Your biases are awesome

You should use them more

Everybody hates poor biases. They have such a bad name for no reason at all. The Cartesian bully keeps pushing biases around every time they meet on the hallways of your mind. This has to stop.

Biases are good. They help you be fast. They will help you a lot in weird, unknown geography, with scarce resources trying to survive. A lot.

Databases have internal mini programs that help manage data in the fastest possible way. A behind the scenes activity that just works, as the world keeps minding its business. These mini programs are “stored procedures”. Stored procedures draw hate too, just like biases. They get called evil. They get ignored every time, even though countless hours have gone into their design.

Biases are like the stored procedures of the brain.

And like stored procedures they have the same issues. Ancient programmers wrote them. They have been there forever and no one knows exactly how they work.

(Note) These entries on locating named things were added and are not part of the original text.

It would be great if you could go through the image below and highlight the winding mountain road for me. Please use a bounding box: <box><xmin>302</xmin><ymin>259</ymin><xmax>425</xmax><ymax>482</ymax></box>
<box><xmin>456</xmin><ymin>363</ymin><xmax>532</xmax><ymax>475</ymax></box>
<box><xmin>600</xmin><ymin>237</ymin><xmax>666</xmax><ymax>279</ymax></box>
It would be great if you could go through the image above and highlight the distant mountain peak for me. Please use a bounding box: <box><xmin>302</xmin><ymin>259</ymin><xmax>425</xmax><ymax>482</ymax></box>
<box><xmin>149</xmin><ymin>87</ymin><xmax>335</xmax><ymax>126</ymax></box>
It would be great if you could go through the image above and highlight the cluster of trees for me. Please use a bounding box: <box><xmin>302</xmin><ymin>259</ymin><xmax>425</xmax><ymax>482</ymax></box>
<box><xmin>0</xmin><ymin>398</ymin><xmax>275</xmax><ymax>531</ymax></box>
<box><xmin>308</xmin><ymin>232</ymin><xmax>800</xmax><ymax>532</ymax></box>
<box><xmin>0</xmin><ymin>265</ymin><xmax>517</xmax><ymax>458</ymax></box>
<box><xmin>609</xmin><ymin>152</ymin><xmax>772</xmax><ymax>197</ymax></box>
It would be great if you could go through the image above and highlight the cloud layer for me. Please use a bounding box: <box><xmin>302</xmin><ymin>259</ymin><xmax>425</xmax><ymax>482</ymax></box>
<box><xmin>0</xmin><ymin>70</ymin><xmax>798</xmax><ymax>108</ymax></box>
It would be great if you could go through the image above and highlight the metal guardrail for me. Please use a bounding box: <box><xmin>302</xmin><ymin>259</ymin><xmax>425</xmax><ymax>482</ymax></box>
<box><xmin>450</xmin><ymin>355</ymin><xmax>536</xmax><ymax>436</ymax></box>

Like stored procedures they are ran by triggers.

This is what you should be aware of. Not the actual biases, not how they work, it is impossible. As shown by many studies, people informed about their bias will continue to exhibit it. But what you can pay attention to is when does the bias trigger. What happened before the bias kicked in.

Say, you hear about a divorce. You say: “I knew it all along!”. You hear Pluto is a dwarf planet do you still say “I knew it all along!”? Nope, you don’t. It is things connected to you that trigger hindsight.

This applies to almost all biases. They work for one thing: optimize the way you use and store your memory. Biases use your brain data, to respond to changes and updates in the outer world. All biases are about you and the environment and all the triggers function with this approach.

So the takeaway here is that for a less biased life just do one thing: consider you do not know anything at all. When you ignore access to your memory as a means to explain what happens, the triggers don’t fire and your biases don’t execute. Most of out of the box thinking appears from such an approach.

You can use biases too — if you realize that you can only rely on them on narrow situations. They exist to handle specific, small use cases. Just like stored procedures.